Sono alcune delle donne di Stefano Benni, una gallery molto folta, in chiave corrosiva, a tratti feroce, allineate in “Nuda” e ora rivisitate e messe in scena dal regista brindisino Maurizio Ciccolella e interpretate con grande aderenza alla pelle dei personaggi (metodo Stanislavskij) e intenso pathos dalle attrici Rita Greco (Mesagne) e Sara Ercolani (Gagliano del Capo). Lo spettacolo è preceduto da un corto di 20 minuti altrettanto emozionante, prodotto da “Talia”, che è anche la scuola di recitazione di Ciccolella.

Il tema è dunque attualissimo: l’identità della donna del XXI secolo, la sua complessità ontologica, nevrosi e schizofrenie, fra carriera e famiglia, sospesa fra modelli imposti dall’aggressività dei media (basti pensare a Beautiful) e bisogno di ricavarsi una sua specificità dettata dal post-femminismo, per non farsi portare alla deriva di mode imposte da pubblicitari, stilisti, opinion-maker. Il cortometraggio (bella la recitazione, la fotografia e le musiche, Ciccolella firma soggetto, sceneggiatura e regia).

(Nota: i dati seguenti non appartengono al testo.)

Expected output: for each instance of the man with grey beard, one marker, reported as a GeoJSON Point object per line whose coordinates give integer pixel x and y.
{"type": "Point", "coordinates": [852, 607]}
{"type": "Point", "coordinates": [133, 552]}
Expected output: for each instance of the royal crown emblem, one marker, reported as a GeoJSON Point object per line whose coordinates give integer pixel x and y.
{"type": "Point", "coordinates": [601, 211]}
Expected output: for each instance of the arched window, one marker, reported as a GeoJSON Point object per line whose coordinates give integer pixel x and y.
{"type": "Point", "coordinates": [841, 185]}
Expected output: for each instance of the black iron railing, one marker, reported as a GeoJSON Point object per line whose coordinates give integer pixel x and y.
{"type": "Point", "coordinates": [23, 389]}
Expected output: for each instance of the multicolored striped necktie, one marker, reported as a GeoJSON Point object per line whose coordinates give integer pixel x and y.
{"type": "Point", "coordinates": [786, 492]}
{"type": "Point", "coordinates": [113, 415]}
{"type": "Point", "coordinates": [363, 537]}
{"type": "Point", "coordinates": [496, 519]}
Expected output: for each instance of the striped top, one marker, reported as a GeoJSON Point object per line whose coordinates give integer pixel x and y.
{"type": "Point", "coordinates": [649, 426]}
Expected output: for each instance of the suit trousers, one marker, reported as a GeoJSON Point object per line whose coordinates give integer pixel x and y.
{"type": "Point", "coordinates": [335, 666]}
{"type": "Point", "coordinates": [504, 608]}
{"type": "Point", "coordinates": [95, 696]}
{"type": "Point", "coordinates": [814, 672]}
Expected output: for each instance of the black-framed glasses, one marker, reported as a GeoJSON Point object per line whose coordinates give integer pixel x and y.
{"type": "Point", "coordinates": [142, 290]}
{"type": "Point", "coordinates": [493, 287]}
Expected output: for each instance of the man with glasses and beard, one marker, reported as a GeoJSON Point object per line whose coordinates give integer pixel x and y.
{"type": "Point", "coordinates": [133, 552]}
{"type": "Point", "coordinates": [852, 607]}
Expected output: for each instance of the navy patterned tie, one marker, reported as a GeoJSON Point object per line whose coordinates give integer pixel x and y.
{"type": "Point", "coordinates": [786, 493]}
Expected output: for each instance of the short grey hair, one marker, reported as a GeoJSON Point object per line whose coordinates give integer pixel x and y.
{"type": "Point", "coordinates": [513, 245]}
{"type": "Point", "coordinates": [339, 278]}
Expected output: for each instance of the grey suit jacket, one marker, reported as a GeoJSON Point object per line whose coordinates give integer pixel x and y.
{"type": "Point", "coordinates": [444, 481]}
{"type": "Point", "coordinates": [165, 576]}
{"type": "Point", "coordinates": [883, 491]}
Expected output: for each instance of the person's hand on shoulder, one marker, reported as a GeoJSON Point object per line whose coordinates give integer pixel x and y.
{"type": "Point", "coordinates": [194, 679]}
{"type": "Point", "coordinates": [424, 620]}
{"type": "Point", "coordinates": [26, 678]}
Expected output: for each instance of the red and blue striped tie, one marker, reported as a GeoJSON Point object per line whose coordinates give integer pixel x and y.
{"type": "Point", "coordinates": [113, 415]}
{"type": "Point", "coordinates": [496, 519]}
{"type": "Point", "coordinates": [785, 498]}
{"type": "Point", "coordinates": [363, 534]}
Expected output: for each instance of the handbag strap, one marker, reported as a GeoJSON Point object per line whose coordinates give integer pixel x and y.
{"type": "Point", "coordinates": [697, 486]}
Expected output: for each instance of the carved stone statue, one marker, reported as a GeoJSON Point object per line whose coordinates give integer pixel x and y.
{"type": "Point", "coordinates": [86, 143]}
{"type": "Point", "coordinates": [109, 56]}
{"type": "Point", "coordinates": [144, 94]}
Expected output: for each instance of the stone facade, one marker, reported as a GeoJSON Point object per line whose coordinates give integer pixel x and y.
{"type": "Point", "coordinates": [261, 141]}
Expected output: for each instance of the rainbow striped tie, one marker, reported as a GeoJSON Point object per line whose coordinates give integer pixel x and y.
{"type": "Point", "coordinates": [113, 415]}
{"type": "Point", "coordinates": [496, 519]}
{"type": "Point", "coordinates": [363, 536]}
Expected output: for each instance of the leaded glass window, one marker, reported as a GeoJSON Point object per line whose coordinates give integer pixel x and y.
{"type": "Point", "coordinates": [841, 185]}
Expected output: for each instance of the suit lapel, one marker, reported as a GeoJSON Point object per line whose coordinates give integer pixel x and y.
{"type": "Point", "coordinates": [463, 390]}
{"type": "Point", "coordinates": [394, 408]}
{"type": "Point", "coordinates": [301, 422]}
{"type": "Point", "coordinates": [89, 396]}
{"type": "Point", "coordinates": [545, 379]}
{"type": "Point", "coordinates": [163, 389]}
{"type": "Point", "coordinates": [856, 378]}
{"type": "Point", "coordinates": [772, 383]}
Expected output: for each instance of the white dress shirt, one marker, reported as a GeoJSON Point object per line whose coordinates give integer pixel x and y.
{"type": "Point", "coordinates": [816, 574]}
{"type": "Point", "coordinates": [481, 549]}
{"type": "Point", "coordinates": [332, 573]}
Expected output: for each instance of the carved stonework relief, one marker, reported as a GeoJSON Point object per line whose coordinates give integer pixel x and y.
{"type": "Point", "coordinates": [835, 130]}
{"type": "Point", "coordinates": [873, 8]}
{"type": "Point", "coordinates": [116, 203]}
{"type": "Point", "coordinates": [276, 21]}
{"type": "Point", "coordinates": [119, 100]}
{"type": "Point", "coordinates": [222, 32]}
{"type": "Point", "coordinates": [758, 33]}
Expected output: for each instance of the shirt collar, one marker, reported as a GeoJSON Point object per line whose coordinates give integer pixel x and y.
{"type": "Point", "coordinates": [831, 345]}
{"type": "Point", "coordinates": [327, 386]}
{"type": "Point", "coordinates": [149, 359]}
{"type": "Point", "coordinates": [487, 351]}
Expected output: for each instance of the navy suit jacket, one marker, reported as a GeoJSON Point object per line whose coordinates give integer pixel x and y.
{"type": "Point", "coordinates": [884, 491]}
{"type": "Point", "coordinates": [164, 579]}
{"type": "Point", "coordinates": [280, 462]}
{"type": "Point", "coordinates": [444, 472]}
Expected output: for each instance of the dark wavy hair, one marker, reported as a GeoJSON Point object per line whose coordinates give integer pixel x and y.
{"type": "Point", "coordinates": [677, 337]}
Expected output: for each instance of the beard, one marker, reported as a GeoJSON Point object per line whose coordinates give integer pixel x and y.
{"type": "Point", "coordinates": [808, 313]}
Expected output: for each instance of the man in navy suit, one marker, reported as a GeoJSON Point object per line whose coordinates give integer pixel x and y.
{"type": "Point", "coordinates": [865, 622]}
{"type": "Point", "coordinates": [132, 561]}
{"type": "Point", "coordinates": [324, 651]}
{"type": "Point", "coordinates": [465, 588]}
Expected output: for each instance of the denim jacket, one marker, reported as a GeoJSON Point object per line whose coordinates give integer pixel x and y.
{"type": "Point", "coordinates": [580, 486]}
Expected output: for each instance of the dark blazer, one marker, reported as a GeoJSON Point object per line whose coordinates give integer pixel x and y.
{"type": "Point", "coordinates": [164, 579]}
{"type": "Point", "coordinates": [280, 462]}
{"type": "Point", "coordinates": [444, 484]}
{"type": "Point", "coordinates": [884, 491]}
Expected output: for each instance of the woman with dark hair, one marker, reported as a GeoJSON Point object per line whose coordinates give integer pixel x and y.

DOMANDA: Benni, perché? R. "Ho sempre apprezzato Stefano Benni, già da quando, famelico di opere teatrali, da giovanissimo, cercavo autori meno convenzionali per sperimentare le mie prime interpretazioni. Poi l'incontro con il suo testo, che mi dava l'opportunità di fare ironia a 360° gradi senza tema di cadere nel disprezzo dei benpensanti".

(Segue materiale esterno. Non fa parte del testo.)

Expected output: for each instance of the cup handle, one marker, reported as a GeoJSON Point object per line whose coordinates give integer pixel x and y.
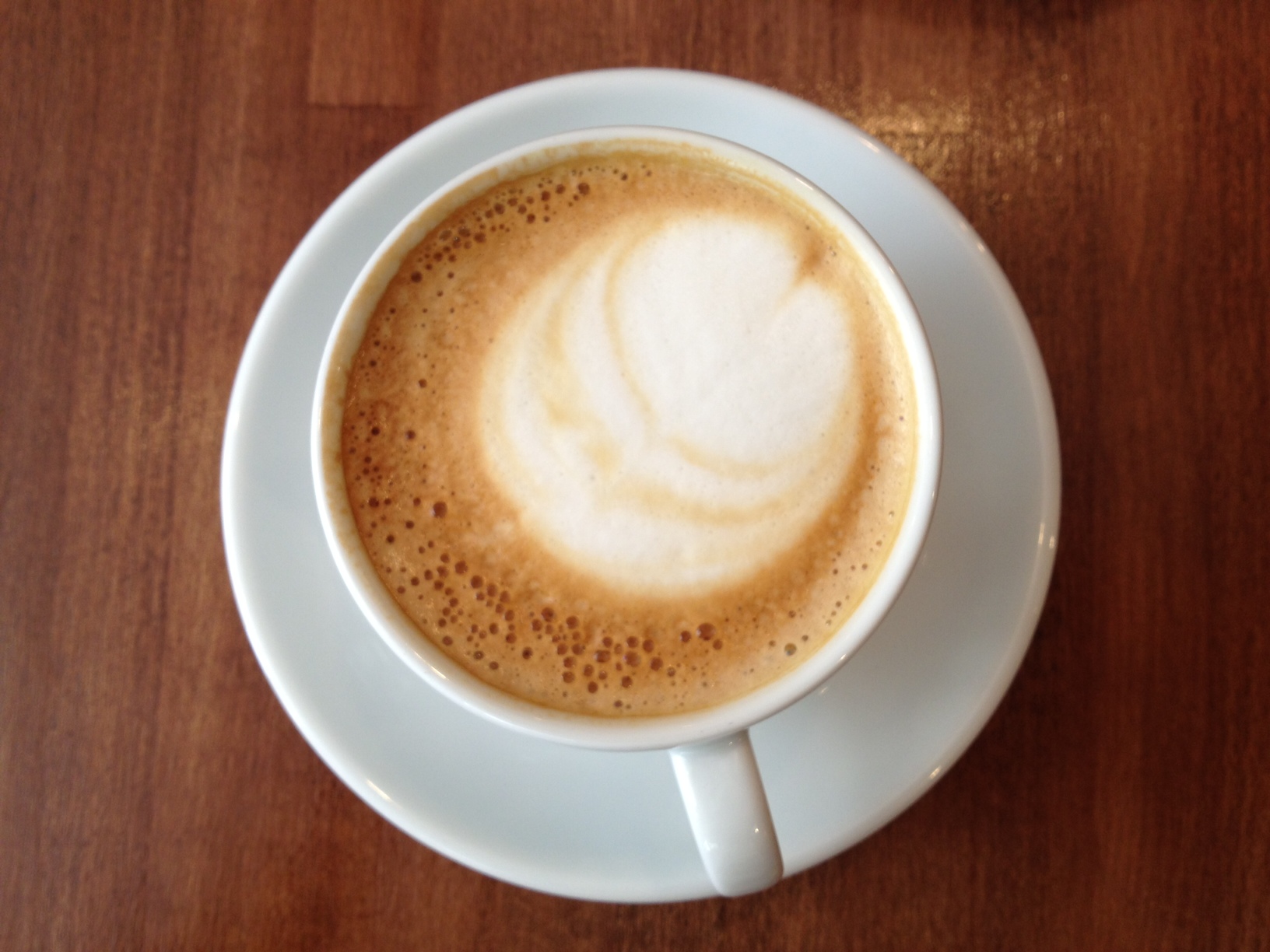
{"type": "Point", "coordinates": [728, 810]}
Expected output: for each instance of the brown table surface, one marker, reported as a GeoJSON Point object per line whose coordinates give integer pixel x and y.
{"type": "Point", "coordinates": [160, 162]}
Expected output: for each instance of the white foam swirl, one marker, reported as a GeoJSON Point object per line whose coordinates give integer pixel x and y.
{"type": "Point", "coordinates": [673, 405]}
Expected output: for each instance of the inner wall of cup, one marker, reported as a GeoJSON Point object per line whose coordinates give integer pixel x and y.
{"type": "Point", "coordinates": [428, 660]}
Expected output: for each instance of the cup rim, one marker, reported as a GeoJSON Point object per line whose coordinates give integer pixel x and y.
{"type": "Point", "coordinates": [629, 733]}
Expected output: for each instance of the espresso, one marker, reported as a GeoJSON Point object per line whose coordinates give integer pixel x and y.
{"type": "Point", "coordinates": [629, 434]}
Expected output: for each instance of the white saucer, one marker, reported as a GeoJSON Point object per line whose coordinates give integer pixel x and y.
{"type": "Point", "coordinates": [837, 765]}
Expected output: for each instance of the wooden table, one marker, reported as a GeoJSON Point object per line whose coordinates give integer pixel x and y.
{"type": "Point", "coordinates": [160, 162]}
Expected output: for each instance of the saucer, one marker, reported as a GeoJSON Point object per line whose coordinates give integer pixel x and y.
{"type": "Point", "coordinates": [838, 765]}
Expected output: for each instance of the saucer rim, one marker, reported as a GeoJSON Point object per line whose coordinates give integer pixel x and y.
{"type": "Point", "coordinates": [498, 866]}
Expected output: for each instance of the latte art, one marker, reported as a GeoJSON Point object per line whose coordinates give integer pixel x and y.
{"type": "Point", "coordinates": [629, 431]}
{"type": "Point", "coordinates": [675, 403]}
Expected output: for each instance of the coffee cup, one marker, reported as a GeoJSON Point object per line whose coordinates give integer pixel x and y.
{"type": "Point", "coordinates": [628, 438]}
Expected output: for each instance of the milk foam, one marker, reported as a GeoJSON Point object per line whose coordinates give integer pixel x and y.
{"type": "Point", "coordinates": [630, 433]}
{"type": "Point", "coordinates": [675, 403]}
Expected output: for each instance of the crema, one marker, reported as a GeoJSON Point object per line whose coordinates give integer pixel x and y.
{"type": "Point", "coordinates": [630, 433]}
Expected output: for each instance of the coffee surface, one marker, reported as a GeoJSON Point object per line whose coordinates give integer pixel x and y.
{"type": "Point", "coordinates": [630, 434]}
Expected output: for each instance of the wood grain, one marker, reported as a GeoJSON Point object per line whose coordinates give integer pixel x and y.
{"type": "Point", "coordinates": [160, 160]}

D. Le donne dipinte dallo scrittore e messe in scena nel suo spettacolo possono essere considerate degli archetipi del nostro tempo, una sintesi di quelle che ci vivono intorno: madri, mogli, sorelle, compagne, amanti? R. "Secondo il mio punto di vista possono essere archetipi dell'essere umano. Certamente hanno tratti, per così dire, femminili, ma le dinamiche sono generalizzabili anche agli uomini".

D. Nel cortometraggio marito e moglie si parlano via app: la solitudine delle nostre vite e nei rapporti è accentuata dalla nuove tecnologie e rende le distanze abissali: è una situazione definitiva o possiamo ancora recuperare i rapporti? R. "Questo andrebbe chiesto a un sociologo, o più tosto a un chiaroveggente! Scherzi a parte, penso che la solitudine ci sia sempre stata, oggi ha questa faccia".